When we wanted to get away, Merlin and I would walk through the tunnel on St. Nicholas Avenue to Broadway, from the 1 train’s West 191st Street station. We would challenge each other to a race, and our laughter would echo through the tunnel. Merlin and I would frequently visit Fort Tryon Park, to visit the Cloisters. During the summer, we would enjoy these views while eating flavored shaved ice, frio frios or piraguas, as many Dominicans call it, a summertime staple Uptown.
When Merlin and I had a few extra dollars, we would take a cab to navigate the city. The majority of cab drivers in the Heights are Dominicans, driving black town cars, and most of them are faithful Catholics, the telltale crucifix hanging from the rear-view mirror.
At night, we would return home to our families, where our moms would often remind us, “Yo Soy del Patio” (“I Am From the Yard”), to remind us of how they came to the United States as immigrants and to let us know that no matter how slick we thought we were they were slicker.
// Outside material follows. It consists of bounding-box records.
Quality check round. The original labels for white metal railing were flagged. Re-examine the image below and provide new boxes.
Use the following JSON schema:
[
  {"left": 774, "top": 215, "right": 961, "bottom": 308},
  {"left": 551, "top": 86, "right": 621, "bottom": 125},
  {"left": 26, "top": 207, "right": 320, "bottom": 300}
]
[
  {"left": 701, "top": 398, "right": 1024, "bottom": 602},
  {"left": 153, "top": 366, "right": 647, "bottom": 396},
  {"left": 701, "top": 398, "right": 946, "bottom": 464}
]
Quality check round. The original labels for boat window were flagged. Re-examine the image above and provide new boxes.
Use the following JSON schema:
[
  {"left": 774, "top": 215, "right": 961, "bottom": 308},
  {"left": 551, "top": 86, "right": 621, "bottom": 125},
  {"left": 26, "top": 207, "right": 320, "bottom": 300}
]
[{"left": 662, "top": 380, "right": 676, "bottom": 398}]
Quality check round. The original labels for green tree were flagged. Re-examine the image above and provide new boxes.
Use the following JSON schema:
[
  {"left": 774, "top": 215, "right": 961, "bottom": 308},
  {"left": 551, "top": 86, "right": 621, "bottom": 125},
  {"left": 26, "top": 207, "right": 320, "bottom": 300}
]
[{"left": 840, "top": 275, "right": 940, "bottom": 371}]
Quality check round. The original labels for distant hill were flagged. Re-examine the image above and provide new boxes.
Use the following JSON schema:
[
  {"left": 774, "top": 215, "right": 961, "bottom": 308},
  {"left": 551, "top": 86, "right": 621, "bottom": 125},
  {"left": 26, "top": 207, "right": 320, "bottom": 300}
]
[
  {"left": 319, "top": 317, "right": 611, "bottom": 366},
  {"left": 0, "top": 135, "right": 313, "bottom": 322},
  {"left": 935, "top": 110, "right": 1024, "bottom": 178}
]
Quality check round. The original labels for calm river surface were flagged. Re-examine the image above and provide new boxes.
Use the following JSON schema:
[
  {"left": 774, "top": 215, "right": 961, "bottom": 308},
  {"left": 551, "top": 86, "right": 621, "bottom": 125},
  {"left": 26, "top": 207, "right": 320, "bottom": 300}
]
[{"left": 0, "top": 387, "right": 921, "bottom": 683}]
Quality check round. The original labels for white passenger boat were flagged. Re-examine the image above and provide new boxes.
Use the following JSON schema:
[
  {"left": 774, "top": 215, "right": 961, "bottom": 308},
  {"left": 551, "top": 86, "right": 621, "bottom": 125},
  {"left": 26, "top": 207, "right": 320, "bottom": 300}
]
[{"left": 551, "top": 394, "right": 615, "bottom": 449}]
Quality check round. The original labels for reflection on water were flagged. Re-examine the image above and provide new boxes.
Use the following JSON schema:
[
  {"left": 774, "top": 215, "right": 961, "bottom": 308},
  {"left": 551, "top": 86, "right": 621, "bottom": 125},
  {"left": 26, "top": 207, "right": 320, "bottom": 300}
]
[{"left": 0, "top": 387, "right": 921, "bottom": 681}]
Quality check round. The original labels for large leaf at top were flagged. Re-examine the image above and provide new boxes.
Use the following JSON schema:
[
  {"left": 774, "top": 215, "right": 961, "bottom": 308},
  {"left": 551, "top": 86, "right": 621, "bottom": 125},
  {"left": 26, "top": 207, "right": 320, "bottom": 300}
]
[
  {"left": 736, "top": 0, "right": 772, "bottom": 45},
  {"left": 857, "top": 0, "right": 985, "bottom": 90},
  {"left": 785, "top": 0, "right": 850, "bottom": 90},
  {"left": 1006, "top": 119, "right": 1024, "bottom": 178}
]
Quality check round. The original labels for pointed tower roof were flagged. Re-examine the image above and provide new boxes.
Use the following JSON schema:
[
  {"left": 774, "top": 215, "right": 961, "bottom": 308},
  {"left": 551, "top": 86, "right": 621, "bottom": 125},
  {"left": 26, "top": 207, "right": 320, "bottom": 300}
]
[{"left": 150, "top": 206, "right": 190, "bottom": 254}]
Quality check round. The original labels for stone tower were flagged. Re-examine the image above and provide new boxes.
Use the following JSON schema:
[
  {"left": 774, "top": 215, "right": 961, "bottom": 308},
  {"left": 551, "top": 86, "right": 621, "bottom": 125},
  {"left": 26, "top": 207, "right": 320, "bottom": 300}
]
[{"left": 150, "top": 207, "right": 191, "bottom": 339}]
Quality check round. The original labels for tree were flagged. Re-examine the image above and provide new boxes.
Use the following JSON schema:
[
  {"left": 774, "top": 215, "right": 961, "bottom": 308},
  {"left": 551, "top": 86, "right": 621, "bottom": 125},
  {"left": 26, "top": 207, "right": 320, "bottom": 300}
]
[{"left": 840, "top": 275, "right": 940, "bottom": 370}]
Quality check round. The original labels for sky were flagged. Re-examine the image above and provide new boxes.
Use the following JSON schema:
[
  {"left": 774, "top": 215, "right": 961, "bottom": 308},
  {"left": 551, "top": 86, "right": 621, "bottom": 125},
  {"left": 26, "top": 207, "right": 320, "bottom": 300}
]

But these memories are all that remain now. Merlin and I were childhood best friends, but after I moved several times with my family and switched schools every few years, it was hard to sustain a close relationship. We kept in touch and occasionally hung out, and when we were 18, Merlin joined the Marines. A year later, he was sent to Iraq and was badly injured by an improvised explosive device, suffering burns on 97 percent of his body. After two years of surgery, he died on April 11, 2008.
On April 30, 2011, the street we grew up on, St. Nicholas Avenue and West 189th Street, was renamed Sgt. Merlin German Way. Though my friend is gone, his memory, strength and courage will never be forgotten.